El ojo

COMO encuadradas por el ojo de una cerradura se suceden imágenes de objetos domésticos: ollas, diversos instrumentos de cocina, muebles de madera gastada por décadas de uso y lustrada por el roce de manos allí donde se fue borrando la cera o el barniz, almohadones, cortinas, mantas, relojes de pared, picaportes y cerraduras de bronce. Seguramente, no estoy soñando esto a través de una cerradura. Tal vez el marco sea una hoja de cartulina calada con el contorno de una cerradura primitiva, de hierro o de latón. A medida que progresa el sueño me parece que sus imágenes son una mezcla de objetos que aún poseo junto a otros que hubo alguna vez en las tantas casas que habité y a otros que he de haber visto en films de los años cuarenta y cincuenta: el mismo borde de la pantalla —esa cerradura— se me revela como un icono clásico de los dibujos animados de Disney. Me parece que todo fue calculado para representar un libro que estaría escribiéndose detrás de mí, pero dentro de mi cabeza.

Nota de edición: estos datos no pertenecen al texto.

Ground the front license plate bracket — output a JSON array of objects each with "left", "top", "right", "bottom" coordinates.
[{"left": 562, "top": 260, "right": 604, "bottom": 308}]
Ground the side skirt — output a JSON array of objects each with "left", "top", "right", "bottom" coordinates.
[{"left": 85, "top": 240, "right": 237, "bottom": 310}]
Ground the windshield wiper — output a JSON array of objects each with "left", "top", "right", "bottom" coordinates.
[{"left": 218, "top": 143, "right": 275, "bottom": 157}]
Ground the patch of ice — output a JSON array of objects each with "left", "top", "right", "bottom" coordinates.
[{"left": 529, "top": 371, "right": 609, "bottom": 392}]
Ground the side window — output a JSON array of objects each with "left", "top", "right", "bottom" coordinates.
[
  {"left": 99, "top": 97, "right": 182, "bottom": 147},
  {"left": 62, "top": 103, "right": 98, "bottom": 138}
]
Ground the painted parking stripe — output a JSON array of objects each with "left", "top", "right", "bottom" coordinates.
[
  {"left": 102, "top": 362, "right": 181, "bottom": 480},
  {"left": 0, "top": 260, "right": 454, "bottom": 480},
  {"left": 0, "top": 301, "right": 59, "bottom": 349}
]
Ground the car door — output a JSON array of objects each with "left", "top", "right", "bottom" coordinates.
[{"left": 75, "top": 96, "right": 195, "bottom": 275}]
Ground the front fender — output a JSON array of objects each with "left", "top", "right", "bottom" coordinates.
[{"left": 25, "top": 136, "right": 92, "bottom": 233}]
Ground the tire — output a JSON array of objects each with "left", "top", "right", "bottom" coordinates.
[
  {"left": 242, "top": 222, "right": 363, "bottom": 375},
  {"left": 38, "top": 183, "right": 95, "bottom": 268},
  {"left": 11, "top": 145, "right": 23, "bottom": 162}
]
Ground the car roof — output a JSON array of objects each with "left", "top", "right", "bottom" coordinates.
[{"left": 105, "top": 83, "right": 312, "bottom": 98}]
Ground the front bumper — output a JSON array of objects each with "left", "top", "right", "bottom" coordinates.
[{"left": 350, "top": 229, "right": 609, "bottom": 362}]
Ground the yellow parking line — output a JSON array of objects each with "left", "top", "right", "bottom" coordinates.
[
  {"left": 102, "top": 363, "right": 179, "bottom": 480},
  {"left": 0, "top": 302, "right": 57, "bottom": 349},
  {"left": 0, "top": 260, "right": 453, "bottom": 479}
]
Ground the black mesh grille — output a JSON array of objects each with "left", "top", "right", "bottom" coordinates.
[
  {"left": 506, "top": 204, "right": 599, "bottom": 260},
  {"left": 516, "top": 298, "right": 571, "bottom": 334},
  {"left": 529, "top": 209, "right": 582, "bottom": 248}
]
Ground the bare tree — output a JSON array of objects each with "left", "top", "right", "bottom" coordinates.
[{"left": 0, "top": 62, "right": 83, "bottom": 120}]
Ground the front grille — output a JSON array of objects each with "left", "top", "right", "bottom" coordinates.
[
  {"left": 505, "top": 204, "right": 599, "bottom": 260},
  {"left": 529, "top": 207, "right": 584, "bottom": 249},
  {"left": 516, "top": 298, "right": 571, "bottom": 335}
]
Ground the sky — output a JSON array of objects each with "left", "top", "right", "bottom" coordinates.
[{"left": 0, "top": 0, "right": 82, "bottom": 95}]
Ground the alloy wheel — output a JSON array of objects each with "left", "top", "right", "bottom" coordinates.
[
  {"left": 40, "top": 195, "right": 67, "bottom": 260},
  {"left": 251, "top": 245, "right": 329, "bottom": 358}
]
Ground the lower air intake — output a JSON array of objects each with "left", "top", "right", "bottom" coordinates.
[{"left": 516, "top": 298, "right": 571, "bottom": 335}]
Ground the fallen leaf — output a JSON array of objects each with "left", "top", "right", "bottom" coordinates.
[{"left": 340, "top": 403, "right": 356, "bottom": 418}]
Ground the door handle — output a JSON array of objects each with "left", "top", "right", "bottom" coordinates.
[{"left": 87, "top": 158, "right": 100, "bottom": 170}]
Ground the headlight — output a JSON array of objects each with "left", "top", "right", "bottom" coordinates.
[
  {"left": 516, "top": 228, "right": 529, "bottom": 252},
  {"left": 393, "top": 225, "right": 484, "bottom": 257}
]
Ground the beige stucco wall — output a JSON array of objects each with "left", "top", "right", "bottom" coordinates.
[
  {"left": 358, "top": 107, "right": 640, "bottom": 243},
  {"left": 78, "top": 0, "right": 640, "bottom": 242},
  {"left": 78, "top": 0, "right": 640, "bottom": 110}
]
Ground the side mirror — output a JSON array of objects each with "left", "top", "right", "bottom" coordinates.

Hacia el final de la serie de objetos me convenzo de que todo sucede en una localización precisa de la corteza del lóbulo occipital derecho. Intento que entre tantas imágenes que aparecen en el sueño, aparezca un modelo de porcelana del cerebro para identificar esa zona y después indagar su nombre anatómico en un manual de neurología. Pero no puedo detener la sucesión de objetos porque no encuentro la palabra adecuada para nombrar esa maqueta de la corteza cerebral que, por lo demás, nunca figuró entre los objetos dispuestos en mis distintas casas.